Industry observers would know that due to the global banking crisis, that trend has now reversed sharply.

No thanks to the resulting debilitating bear market, prominent issuers such as Deutsche Bank (which pioneered warrants trading in Singapore with its 'supermarket' approach), SG Securities (which, together with Deutsche and Macquarie Securities, dominated market share for years) and Merrill Lynch have shut down their Singapore operations over the past month and are now running their Singapore warrants business out of Hong Kong.

There can be no faulting the decision to do this; as with all aspects of broking/investing, the warrants business is a numbers game and for the past several months, the numbers simply didn't add up. Daily volume in warrants now averages only $30-50 million - down some 70-80 per cent from the heady days of 2007's $150-200 million and early 2008. This makes some prevailing arrangements commercially unviable.

Reasons for hope

The big question, of course, is: Does this signify the end of the warrants market in Singapore? Furthermore, with the recent introduction of a new derivative instrument called the Extended Settlement (ES) contracts by the Singapore Exchange (SGX), will this mean a drying up of already-thin liquidity in the warrants segment?

Although the signs are currently not positive and the warrants market is well and truly mired in the doldrums, there are plenty of reasons to hope that as long as the underlying market recovers fairly quickly, all is not lost.

First and most important, thanks to the educational efforts of issuers and SGX over the past few years, the level of sophistication within the ranks of warrant traders here can justifiably be said to be almost on par with Hong Kong's.

Anecdotal evidence from issuers is that queries from the public these days are no longer about the basics of warrant trading but, instead, about much more advanced concepts relating to hedging, bid-ask spreads and implied volatility. Traders are also known to attend specialised training courses to gain the necessary expertise and to thereafter focus entirely on trading warrants.

Widespread understanding

Since warrant knowledge and understanding is now widespread, it would be safe to assume that there will be no need to undergo the gradual learning curve that was necessary between 2002 and 2004, and interest should return rapidly once the underlying market recovers.
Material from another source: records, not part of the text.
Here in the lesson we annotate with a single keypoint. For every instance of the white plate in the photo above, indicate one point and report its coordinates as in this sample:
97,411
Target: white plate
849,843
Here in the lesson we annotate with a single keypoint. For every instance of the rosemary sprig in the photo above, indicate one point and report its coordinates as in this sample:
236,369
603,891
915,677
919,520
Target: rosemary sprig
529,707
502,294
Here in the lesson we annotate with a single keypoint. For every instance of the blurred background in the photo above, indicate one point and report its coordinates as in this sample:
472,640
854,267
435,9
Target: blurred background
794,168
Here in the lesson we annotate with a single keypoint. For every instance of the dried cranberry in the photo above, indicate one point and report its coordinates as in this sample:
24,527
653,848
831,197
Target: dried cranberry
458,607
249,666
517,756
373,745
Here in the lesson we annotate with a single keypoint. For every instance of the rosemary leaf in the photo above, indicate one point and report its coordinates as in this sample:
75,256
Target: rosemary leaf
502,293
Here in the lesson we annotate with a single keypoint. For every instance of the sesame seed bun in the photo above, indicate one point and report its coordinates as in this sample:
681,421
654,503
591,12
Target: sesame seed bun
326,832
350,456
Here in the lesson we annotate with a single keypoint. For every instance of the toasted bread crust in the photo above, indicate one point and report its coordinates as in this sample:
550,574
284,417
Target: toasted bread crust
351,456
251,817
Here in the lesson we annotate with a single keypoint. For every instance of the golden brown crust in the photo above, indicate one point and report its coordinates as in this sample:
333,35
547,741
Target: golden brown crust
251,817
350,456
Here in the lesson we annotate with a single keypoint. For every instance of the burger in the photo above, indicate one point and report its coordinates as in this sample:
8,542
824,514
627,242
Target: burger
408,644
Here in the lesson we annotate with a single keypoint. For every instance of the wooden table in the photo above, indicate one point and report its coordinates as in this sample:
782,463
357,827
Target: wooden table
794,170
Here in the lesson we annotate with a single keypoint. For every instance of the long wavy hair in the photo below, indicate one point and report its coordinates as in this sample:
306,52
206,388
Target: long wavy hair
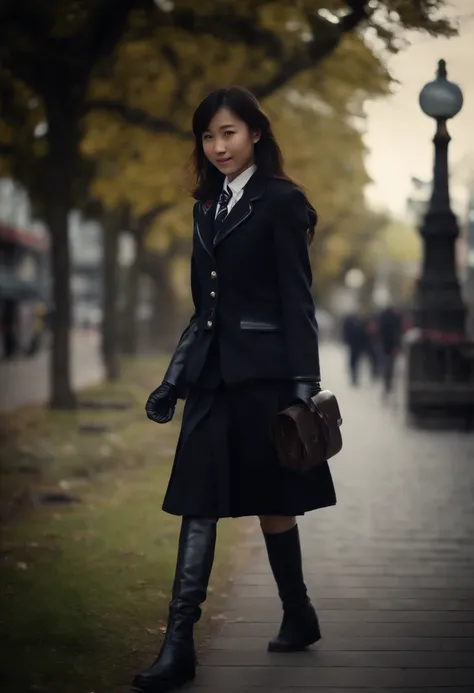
267,153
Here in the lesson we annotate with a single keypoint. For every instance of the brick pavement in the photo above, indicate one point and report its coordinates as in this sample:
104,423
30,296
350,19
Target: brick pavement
390,568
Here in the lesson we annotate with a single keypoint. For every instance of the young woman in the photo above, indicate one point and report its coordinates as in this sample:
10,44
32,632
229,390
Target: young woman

Second, although ES contracts are derivatives like warrants, they are more like futures contracts and possess different characteristics to warrants - deposits and margins have to be paid, the settlement counterparty is SGX, and the life span is only 30 days. It's very possible that instead of competing for the warrants dollar, ES contracts will complement the warrants segment since it affords hedging and arbitrage opportunities. As one trader said, 'you can leave it to the market to find ways to make money'.

The key, of course, lies with the underlying market; no one knows how long it will take for governments and central banks to fix the mess left in the wake of the US sub-prime mortgage crisis and, to be honest, it isn't entirely obvious to us that printing money and throwing it at the problem is the best approach.

Hopefully, though, the recovery won't take too long, and once the turn comes, there's every reason to be optimistic that the warrants segment will make a comeback as well.